Senior gardaí remain sceptical that Graham Dwyer will be successful in having his conviction for the murder of childcare worker Elaine O'Hara set aside, even though the way evidence was gathered against him almost certainly contravened EU law.
However, Garda officers are very concerned about the impact of an adverse decision by the European Court of Justice (ECJ) regarding Ireland’s mobile phone data retention regime on the force’s ability to investigate future criminal cases.
The concern has arisen in the wake of the news that an advocate general, a senior judicial adviser to the ECJ, had confirmed its case law that general and indiscriminate retention of mobile phone data of the sort used in the Dwyer case is only allowed when there is “a serious threat to national security”.
The ECJ has been asked to rule on the legality of the way retained data was accessed by gardaí investigating Dwyer and also on similar issues by French and German courts. The three cases are all being considered together.
While the ECJ has not yet issued its ruling, legal sources in Ireland said it was likely that ruling would be in line with the advocate general's advice that emerged on Thursday. That advice specifically stated Irish legislation "does not... comply with the directive on privacy and electronic communications".
Garda sources said many forms of criminal investigation were now heavily reliant on accessing mobile phone data. If that “default” mode of inquiry was lost or compromised on a permanent basis, as now appears inevitable, the future investigation of crime would become much harder.
One legal source said the ECJ was very likely to rule in line with the advice that emerged on Thursday. He added this would have a “nuclear” impact on the way the Garda investigated crime as the force had become highly dependent on phone data.
Senior Garda officers now believe a more restricted right of access to mobile phone data, stretching back up to 12 months, would probably emerge for criminal investigators in Ireland as a Bill was already being prepared on that basis.
However, both Garda sources and legal sources said it was far from certain Dwyer would now have his conviction set aside over the legal problems with the mobile phone data retention.
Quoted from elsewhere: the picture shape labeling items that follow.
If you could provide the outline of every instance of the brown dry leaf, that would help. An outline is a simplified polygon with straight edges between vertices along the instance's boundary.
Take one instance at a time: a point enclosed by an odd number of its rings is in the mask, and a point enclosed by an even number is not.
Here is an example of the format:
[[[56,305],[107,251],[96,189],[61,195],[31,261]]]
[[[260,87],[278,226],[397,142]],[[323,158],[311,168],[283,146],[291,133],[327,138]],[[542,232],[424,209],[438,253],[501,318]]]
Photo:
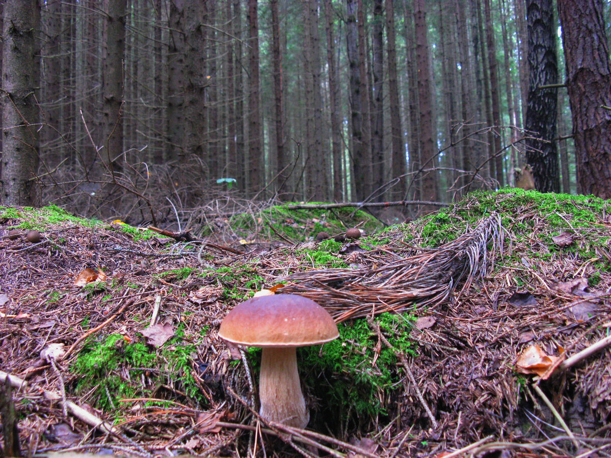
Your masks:
[[[567,310],[567,312],[576,321],[581,322],[595,314],[596,308],[596,304],[591,300],[577,299],[571,303],[571,307]]]
[[[174,335],[174,330],[169,323],[155,324],[140,331],[151,345],[159,348]]]
[[[594,293],[585,291],[588,288],[588,279],[583,277],[568,282],[558,282],[552,286],[562,293],[573,294],[580,297],[591,297],[596,296]]]
[[[202,286],[197,291],[189,293],[189,300],[199,305],[211,304],[221,297],[222,288],[218,286]]]
[[[205,432],[220,432],[221,427],[217,423],[221,421],[223,412],[201,412],[197,415],[197,431],[200,434]]]
[[[516,307],[523,307],[527,305],[536,305],[536,299],[535,296],[528,291],[516,291],[507,299],[507,302]]]
[[[414,325],[422,331],[423,329],[428,329],[430,327],[433,327],[436,322],[437,320],[432,316],[421,316],[416,320]]]
[[[372,455],[375,455],[376,451],[378,450],[378,444],[368,437],[357,439],[356,437],[353,436],[350,438],[350,443],[360,449],[362,449],[364,452],[367,452],[367,453],[370,453]],[[348,452],[348,456],[350,457],[350,458],[360,458],[360,457],[365,456],[360,453],[351,451]]]
[[[76,275],[75,279],[75,286],[84,286],[89,283],[95,282],[98,278],[98,274],[93,269],[84,269],[80,274]]]
[[[520,354],[516,365],[521,374],[536,374],[543,377],[558,358],[548,355],[538,345],[530,345]]]
[[[552,240],[559,247],[566,247],[573,242],[573,234],[568,231],[552,238]]]

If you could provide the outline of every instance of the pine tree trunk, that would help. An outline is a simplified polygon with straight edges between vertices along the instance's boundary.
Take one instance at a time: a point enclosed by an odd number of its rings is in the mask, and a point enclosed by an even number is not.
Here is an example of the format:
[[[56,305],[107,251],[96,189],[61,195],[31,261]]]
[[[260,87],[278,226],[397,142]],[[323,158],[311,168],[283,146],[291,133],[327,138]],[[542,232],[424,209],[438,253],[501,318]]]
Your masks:
[[[345,172],[342,169],[341,129],[340,123],[340,86],[335,57],[334,16],[331,0],[324,0],[324,15],[327,19],[327,65],[329,65],[329,101],[331,109],[331,154],[333,160],[333,198],[337,202],[344,199],[343,182]]]
[[[418,65],[418,100],[420,111],[420,165],[422,169],[434,169],[437,165],[433,118],[433,94],[431,89],[430,57],[427,37],[426,12],[424,0],[414,2],[414,23],[416,37],[416,62]],[[424,200],[436,201],[437,172],[423,172],[422,195]]]
[[[577,180],[611,198],[611,65],[602,0],[559,0]]]
[[[111,172],[123,169],[123,61],[127,0],[106,0],[106,32],[102,82],[102,139]]]
[[[35,182],[38,164],[34,100],[36,0],[5,2],[2,21],[2,165],[0,202],[5,205],[36,205]]]
[[[248,0],[248,191],[258,192],[265,183],[263,167],[263,129],[260,108],[259,25],[257,0]]]
[[[556,40],[552,0],[528,0],[529,100],[524,128],[528,137],[526,160],[532,167],[535,187],[541,192],[559,192],[556,149],[557,88],[539,86],[558,82]],[[534,138],[533,138],[534,137]]]
[[[401,181],[391,189],[392,200],[402,200],[407,191],[408,164],[405,158],[405,143],[401,127],[401,107],[399,104],[399,85],[397,75],[397,47],[395,31],[394,0],[386,0],[386,36],[388,49],[388,92],[390,110],[390,178],[401,176]]]
[[[386,181],[384,150],[384,9],[382,0],[373,1],[373,104],[371,107],[371,173],[377,191],[375,200],[384,200],[381,191]]]

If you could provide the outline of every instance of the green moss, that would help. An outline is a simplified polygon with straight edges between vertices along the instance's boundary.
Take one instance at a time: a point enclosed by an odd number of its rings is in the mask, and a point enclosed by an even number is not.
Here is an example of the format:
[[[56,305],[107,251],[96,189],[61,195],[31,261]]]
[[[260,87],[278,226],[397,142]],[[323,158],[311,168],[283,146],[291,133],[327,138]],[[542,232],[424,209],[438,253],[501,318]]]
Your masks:
[[[90,402],[104,410],[122,407],[122,399],[148,397],[152,387],[162,383],[175,383],[189,398],[201,399],[191,375],[196,344],[183,341],[184,330],[180,325],[176,333],[178,335],[156,351],[142,342],[126,343],[119,334],[103,341],[90,341],[71,367],[80,376],[76,393],[88,393]],[[142,386],[144,379],[149,385]]]

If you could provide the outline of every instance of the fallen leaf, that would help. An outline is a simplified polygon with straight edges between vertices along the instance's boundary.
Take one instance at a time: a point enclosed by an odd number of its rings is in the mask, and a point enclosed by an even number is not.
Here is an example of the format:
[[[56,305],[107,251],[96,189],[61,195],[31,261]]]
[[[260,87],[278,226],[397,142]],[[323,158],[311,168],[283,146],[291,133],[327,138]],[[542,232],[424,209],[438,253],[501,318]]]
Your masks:
[[[520,354],[516,365],[521,374],[536,374],[543,377],[558,358],[548,355],[538,345],[530,345]]]
[[[422,331],[423,329],[428,329],[430,327],[433,327],[436,322],[437,320],[432,316],[421,316],[416,320],[414,325]]]
[[[95,282],[97,278],[98,274],[95,273],[95,271],[93,269],[87,267],[76,275],[76,278],[75,279],[75,286],[84,286],[89,283]]]
[[[219,432],[221,427],[217,423],[223,416],[223,412],[201,412],[197,415],[197,431],[200,434],[204,432]]]
[[[568,246],[573,242],[573,234],[568,231],[552,238],[552,240],[559,247]]]
[[[536,305],[536,299],[528,291],[516,291],[507,299],[507,302],[516,307]]]
[[[151,345],[159,348],[174,336],[174,330],[169,323],[155,324],[140,331]]]
[[[567,309],[567,312],[579,322],[588,319],[596,311],[596,304],[591,300],[577,299],[571,304],[571,307]]]
[[[561,293],[573,294],[579,297],[591,297],[596,296],[595,293],[586,291],[588,289],[588,279],[583,277],[568,282],[558,282],[552,286]]]
[[[65,445],[74,445],[82,439],[82,434],[75,433],[65,423],[52,424],[49,427],[49,432],[45,434],[48,439],[59,442]]]
[[[262,289],[260,291],[255,291],[252,295],[253,297],[261,297],[264,296],[274,296],[276,293],[271,289]]]
[[[200,305],[211,304],[220,297],[222,292],[222,288],[218,286],[202,286],[197,291],[189,293],[189,300]]]

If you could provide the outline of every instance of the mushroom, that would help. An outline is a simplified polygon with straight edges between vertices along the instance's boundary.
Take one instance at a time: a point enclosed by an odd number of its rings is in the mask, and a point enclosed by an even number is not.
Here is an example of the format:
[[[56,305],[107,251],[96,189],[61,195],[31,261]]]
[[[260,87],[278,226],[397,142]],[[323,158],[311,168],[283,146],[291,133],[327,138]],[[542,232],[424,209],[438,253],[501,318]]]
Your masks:
[[[229,342],[261,347],[259,399],[266,420],[303,428],[310,420],[297,371],[297,347],[339,336],[329,313],[296,294],[252,297],[230,311],[219,330]]]

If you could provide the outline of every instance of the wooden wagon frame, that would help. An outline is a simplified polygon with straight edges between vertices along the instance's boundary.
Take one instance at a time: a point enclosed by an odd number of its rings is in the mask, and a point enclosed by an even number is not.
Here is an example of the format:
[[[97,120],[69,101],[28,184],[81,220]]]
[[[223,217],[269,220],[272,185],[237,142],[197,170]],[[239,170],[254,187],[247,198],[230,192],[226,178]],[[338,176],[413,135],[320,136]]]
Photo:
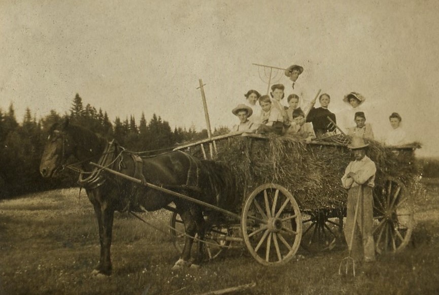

Several of the sources believed he would not have his conviction set aside, as mobile phone data was not the only evidence against Dwyer.
They added even though the manner in which retained data was used against Dwyer could not be repeated in the future, as the ECJ was almost certain to confirm it contravened EU law, that did not mean the automatic collapse of the Dwyer conviction.
One legal source pointed to the Supreme Court’s 2015 landmark JC judgment, which overturned the long-standing rule providing for the absolute exclusion of improperly obtained evidence unless there were “extraordinary excusing circumstances”.
The JC ruling means evidence obtained unconstitutionally can be admitted if a court accepts gardaí and other officers of the State had no knowledge of the breach. Effectively, if evidence - which is later ruled constitutional - was gathered in good faith at the time of the investigation, it can stand in historical cases.
Legal sources said Dwyer’s lawyers would make a “respectable argument” that the manner the mobile phone data used against him was gathered was now so undermined it made his conviction unsafe. However, the State was highly likely to fall back on the JC ruling to rebut that approach.